✖

Used books move upmarket: Toronto entrepreneur trying to establish franchise framework

While Chapters and Indigo wage war over the customers in the market for a shiny new book, a Toronto man is trying to change the buying landscape for their second-hand brethren.

Stephen Gosewich, through his company Half Price Books and Music, is trying to establish a strong franchise operation in Canada for his Media Encore stores – which sell used books and cds under one roof.

Media Encore stores are not for those second-hand book buyers who love to get lost in small, dark, mom-and-pop shops.

Rather, Media Encore is trying to do for the second-hand book buying experience what book superstores have done for book buying in general – sanitize it.

‘The stores are very atyptical,’ says Gosewich. Media Encore stores (there are three in the Toronto area and Gosewich has placed ads in Toronto newspapers seeking interested franchisers to open more) are larger than the typical used bookstore (2,500 to 4,000 square feet), well-lit, organized (alphabetically, and by subject) and clean. ‘They don’t smell,’ he says.

Customers can bring in their books to sell any time the stores are open and Gosewich says no book will be refused. ‘Those that are dated or badly damaged, we donate,’ he says.
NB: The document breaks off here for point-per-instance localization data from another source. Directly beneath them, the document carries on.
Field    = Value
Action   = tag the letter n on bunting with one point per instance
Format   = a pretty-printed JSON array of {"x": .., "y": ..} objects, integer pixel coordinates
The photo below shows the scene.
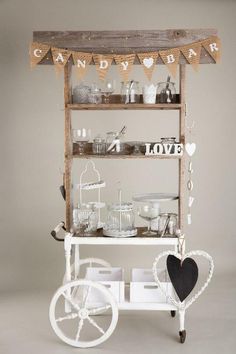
[{"x": 60, "y": 58}]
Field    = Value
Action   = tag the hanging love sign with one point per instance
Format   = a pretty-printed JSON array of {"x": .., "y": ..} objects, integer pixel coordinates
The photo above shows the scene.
[{"x": 180, "y": 281}]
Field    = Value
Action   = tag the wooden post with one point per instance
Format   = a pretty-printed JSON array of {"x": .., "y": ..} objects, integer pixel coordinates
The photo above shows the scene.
[
  {"x": 68, "y": 145},
  {"x": 182, "y": 71}
]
The stores, which stand out with their bright yellow signs, also enjoy good locations in relatively high-end neighborhoods and, like mainstream bookstores, offer Interac and credit card transactions. Gosewich says the company is also working on a deal that will put a coffee bar into its future stores.

‘They have all the things that you would want to find in a contemporary bookstore,’ says Gosewich. Except the sometimes shocking blow at the cash register.

Books and cds are, for the most part, sold for half-price or less, says Gosewich (publisher’s overstocks, which are new, are often excepted from this rule). While the half-price principle is good for newer books, it becomes a real deal when a customer is looking for an older classic. A used version of Catcher in the Rye, for example, which originally sold for about $2, would cost $1 at Media Encore, says Gosewich.

Media Encore also offers a ‘Frequent Reader Card’ wherein a customer can have each letter of the alphabet stamped for each book purchased and then receive $5 off a book or music purchase.

Gosewich didn’t come up with the idea of a clean used bookstore chain out of the blue. Rather, after reading in a trade publication about the growing slice that second-hand books were taking out of the book-buying pie, he went down to Dallas, Tex., to study the success of Half Price Books, which operates about 80 stores across the country.

Armed with the knowledge he gained from helpful executives at the u.s. company (the u.s. company had no intention of entering the Canadian market and is not affiliated with Media Encore) plus several thousand books purchased from someone’s storage locker as well as cds from his own collection, Gosewich opened his first store in 1994.

He has opened two more stores since then, selling one to a franchiser, and is now concentrating on selling the franchise to prospective parties, courting about a half-dozen potential partners.

Rather than see stores like Chapters as a competitive threat to his company’s business, Gosewich says they make ideal neighbors because of the promise of run-off traffic.

His mandate seems to be to let the Chapters of the world do the legwork – spending time and money marketing the joys of reading and books – while Media Encore will pick up the business of the comparison shopper or inspire customers to re-sell their new books.

‘We would want to locate ourselves as close as possible (to superstores Chapters or Indigo),’ says Gosewich. ‘We thrive off of people like that.’